Real estate developer William Zeckendorf has sold his 17th-floor apartment at 740 Park Avenue for $29.5 million.
Property records identify the buyers as American businessman Peter May and his wife, Leni May. The couple could not be reached for comment. Peter May’s firm Trian Partners owns beverage companies Snapple and fast-food chain Arby’s, among others.
Zeckendorf bought the two-bedroom co-op in 2011 for $27 million from video game magnate Gregory Fischbach and his wife Linda. The couple had purchased it in 1994 for $6.3 million, The Real Deal reported.
The deal comes at a busy time for residential sales, which spiked in Manhattan last month ahead of the new mansion tax that came into effect on July 1. Property records show the sale was first documented on June 26 — close to the mansion tax deadline — and recorded on July 9.
Earlier in the year, Zeckendorf traveled to Albany with his own lobbyist, Patrick Jenkins, to push back against a proposed pied-à-terre tax, then under consideration. The Real Deal reported at the time that Zeckendorf took the unusual step because he felt that Real Estate Board of New York wasn’t moving the needle on the issue, amid speculation that the board’s clout with lawmakers could be diminishing.

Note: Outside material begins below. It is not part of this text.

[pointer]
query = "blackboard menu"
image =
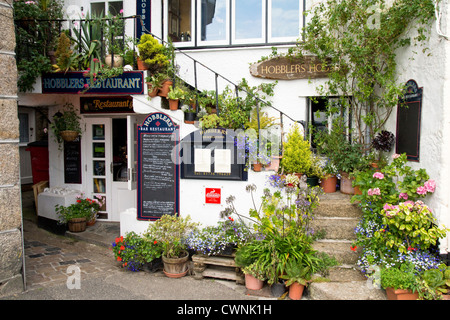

Zeckendorf, co-chairman of both Zeckendorf Development and Terra Holdings — parent company of Brown Harris Stevens and Halstead Property — could not be reached for comment.
Zeckendorf Development has seen a string of wealthy buyers pick up units at its new project, 520 Park Avenue, including vacuum mogul James Dyson and billionaire investment banker Ken Moelis.
The company this year scaled back its penthouse offering at the tower, splitting a sprawling unit that once asked $130 million into a simplex and duplex asking $40 million and between $80 million and $100 million, respectively.